War Timetables: Leading or Speculating?

Afghan Withdrawal Resolution

Passes Democratic National

Committee Without Dissent

By Tom Hayden
Beaver County Peace Links via The Nation

March 1, 2011 - The Democratic National Committee—whose leader, after all, is President Barack Obama—passed a resolution at last weekend’s Washington, DC, conference calling for an acceleration of the US withdrawal from Afghanistan more rapidly than the president’s current 2014 timeline. The policy resolution demands a “swift withdrawal” of troops and contractors starting with a “significant and sizeable reduction [of troops] no later than July 2011.”

The resolution may not be a game-changer, but certainly a changes the shape of the months ahead, when war funding and exit strategies are debated in Congress and Obama announces how many troops he will “begin” withdrawing this July.

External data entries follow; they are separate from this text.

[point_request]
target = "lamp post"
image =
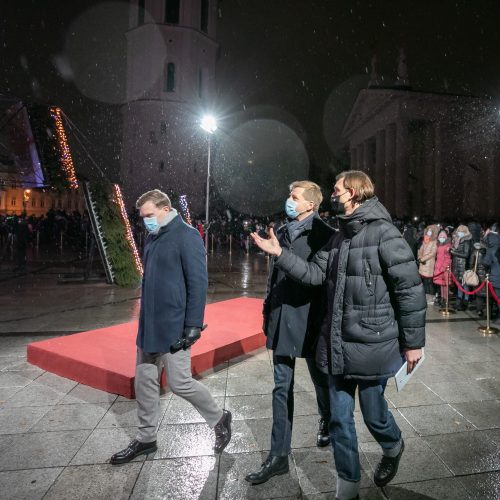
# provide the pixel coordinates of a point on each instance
(209, 124)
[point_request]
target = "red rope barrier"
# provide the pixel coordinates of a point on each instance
(493, 294)
(437, 275)
(463, 290)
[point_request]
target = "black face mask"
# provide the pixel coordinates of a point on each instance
(337, 207)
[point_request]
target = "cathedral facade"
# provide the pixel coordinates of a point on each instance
(171, 56)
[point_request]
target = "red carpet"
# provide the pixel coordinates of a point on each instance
(105, 358)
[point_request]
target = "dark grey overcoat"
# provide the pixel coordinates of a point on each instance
(293, 311)
(174, 286)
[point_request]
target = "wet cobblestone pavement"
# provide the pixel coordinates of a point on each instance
(56, 436)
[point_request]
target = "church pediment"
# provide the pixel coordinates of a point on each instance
(369, 103)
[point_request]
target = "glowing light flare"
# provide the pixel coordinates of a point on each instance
(128, 229)
(209, 124)
(65, 153)
(185, 209)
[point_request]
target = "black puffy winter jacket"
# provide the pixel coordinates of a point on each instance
(376, 301)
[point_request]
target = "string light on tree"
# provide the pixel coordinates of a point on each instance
(128, 229)
(65, 153)
(185, 209)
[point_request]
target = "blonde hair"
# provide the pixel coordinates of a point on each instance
(360, 183)
(312, 192)
(159, 198)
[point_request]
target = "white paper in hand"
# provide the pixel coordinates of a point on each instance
(401, 378)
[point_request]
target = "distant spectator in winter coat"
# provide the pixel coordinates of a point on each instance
(492, 261)
(426, 258)
(461, 245)
(475, 231)
(443, 260)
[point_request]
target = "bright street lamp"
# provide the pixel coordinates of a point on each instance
(209, 124)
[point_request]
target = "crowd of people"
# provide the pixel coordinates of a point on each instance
(461, 246)
(469, 251)
(49, 234)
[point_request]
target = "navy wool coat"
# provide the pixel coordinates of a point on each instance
(293, 311)
(174, 286)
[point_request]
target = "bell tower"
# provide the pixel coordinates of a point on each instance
(171, 56)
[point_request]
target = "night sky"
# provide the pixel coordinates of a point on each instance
(290, 57)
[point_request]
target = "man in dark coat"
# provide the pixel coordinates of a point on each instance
(292, 317)
(376, 317)
(174, 289)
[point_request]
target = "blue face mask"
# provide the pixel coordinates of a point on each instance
(291, 209)
(151, 223)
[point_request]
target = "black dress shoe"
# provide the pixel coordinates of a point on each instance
(323, 437)
(387, 468)
(134, 449)
(223, 432)
(273, 466)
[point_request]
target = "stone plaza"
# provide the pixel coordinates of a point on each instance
(56, 436)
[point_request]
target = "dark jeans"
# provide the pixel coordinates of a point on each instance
(376, 415)
(284, 372)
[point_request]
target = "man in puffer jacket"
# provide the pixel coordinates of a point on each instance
(376, 317)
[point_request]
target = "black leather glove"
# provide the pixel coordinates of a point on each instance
(189, 336)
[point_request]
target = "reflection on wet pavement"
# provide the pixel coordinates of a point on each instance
(56, 436)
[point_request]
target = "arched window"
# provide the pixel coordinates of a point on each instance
(200, 83)
(141, 8)
(169, 83)
(172, 8)
(204, 15)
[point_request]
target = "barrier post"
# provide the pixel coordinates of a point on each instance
(446, 311)
(488, 329)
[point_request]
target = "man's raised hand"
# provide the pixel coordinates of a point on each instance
(270, 245)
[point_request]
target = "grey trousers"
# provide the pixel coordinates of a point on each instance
(181, 382)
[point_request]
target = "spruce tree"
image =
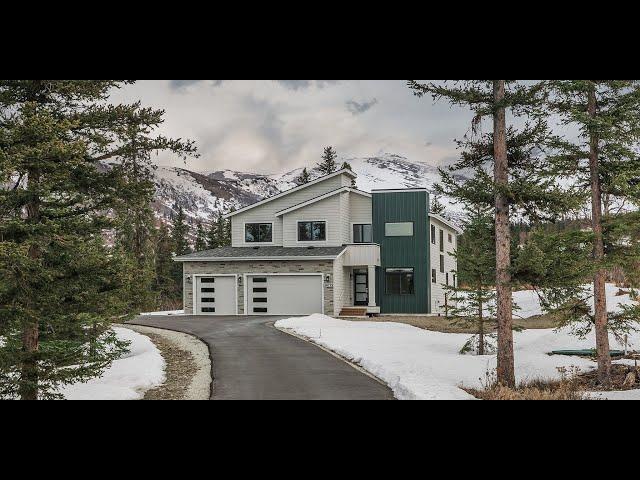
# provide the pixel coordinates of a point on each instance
(62, 285)
(180, 233)
(303, 178)
(201, 238)
(515, 184)
(603, 159)
(327, 164)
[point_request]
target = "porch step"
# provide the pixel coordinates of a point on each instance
(353, 312)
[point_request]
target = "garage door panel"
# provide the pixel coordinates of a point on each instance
(285, 294)
(216, 295)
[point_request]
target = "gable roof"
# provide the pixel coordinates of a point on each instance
(449, 224)
(344, 171)
(225, 254)
(322, 197)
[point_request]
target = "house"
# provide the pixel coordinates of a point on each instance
(328, 247)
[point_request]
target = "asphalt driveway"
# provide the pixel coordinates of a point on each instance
(254, 361)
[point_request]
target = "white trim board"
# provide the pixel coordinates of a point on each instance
(344, 171)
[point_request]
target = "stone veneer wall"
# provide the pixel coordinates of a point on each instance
(236, 267)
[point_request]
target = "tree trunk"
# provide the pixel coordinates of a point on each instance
(599, 293)
(28, 388)
(480, 324)
(505, 370)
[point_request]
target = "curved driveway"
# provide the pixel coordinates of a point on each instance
(252, 360)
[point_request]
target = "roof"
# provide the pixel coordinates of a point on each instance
(344, 171)
(263, 253)
(446, 222)
(322, 197)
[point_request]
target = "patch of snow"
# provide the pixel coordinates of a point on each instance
(421, 364)
(167, 312)
(129, 377)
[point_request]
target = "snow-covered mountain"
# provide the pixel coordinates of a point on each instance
(203, 196)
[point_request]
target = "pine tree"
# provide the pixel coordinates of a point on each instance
(61, 284)
(603, 160)
(201, 239)
(327, 164)
(180, 233)
(212, 235)
(347, 166)
(515, 184)
(303, 178)
(436, 207)
(473, 297)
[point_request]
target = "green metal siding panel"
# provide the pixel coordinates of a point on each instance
(403, 252)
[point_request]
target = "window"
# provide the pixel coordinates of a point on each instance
(402, 229)
(399, 281)
(362, 233)
(312, 231)
(258, 232)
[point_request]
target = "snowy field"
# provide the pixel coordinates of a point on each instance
(424, 365)
(129, 377)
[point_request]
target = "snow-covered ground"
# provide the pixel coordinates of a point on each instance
(421, 364)
(129, 377)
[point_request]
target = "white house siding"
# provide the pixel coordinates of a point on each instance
(329, 210)
(266, 212)
(341, 285)
(450, 265)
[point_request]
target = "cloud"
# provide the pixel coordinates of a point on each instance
(358, 108)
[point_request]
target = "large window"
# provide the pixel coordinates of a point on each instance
(258, 232)
(362, 233)
(399, 281)
(401, 229)
(312, 231)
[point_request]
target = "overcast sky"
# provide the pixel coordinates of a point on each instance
(272, 126)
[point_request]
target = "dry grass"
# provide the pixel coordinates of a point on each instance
(451, 325)
(567, 388)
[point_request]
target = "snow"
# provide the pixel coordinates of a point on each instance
(421, 364)
(129, 377)
(166, 312)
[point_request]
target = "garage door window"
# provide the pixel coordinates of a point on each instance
(312, 231)
(258, 232)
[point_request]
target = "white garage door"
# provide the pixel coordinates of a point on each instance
(284, 294)
(216, 295)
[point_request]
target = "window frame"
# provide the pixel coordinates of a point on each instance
(244, 232)
(326, 231)
(400, 272)
(353, 233)
(413, 229)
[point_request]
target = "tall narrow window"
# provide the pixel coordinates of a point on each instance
(362, 233)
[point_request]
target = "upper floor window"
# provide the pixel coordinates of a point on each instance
(258, 232)
(312, 231)
(362, 233)
(401, 229)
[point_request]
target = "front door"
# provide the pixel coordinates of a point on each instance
(361, 281)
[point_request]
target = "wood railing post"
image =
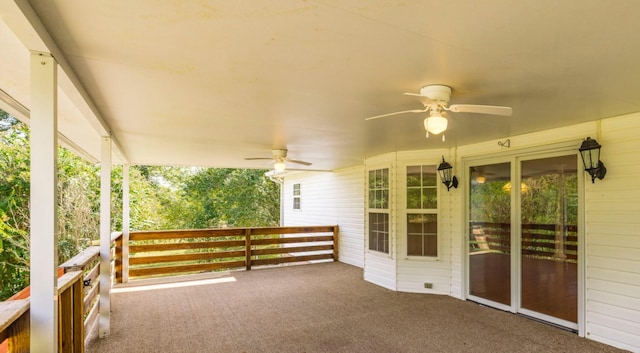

The goal of Democrats like Rep. Barbara Lee is to “change the president’s political calculus” and encourage his running on a 2012 platform promise of ending two wars – instead of the specter of trillion-dollar quagmires. Gen. Petraeus and national security hawks like John Nagl are lobbying for Obama to keep American combat troops in Afghanistan through 2014 or beyond. Secretary of State Hillary Clinton has staked out a position supporting the generals.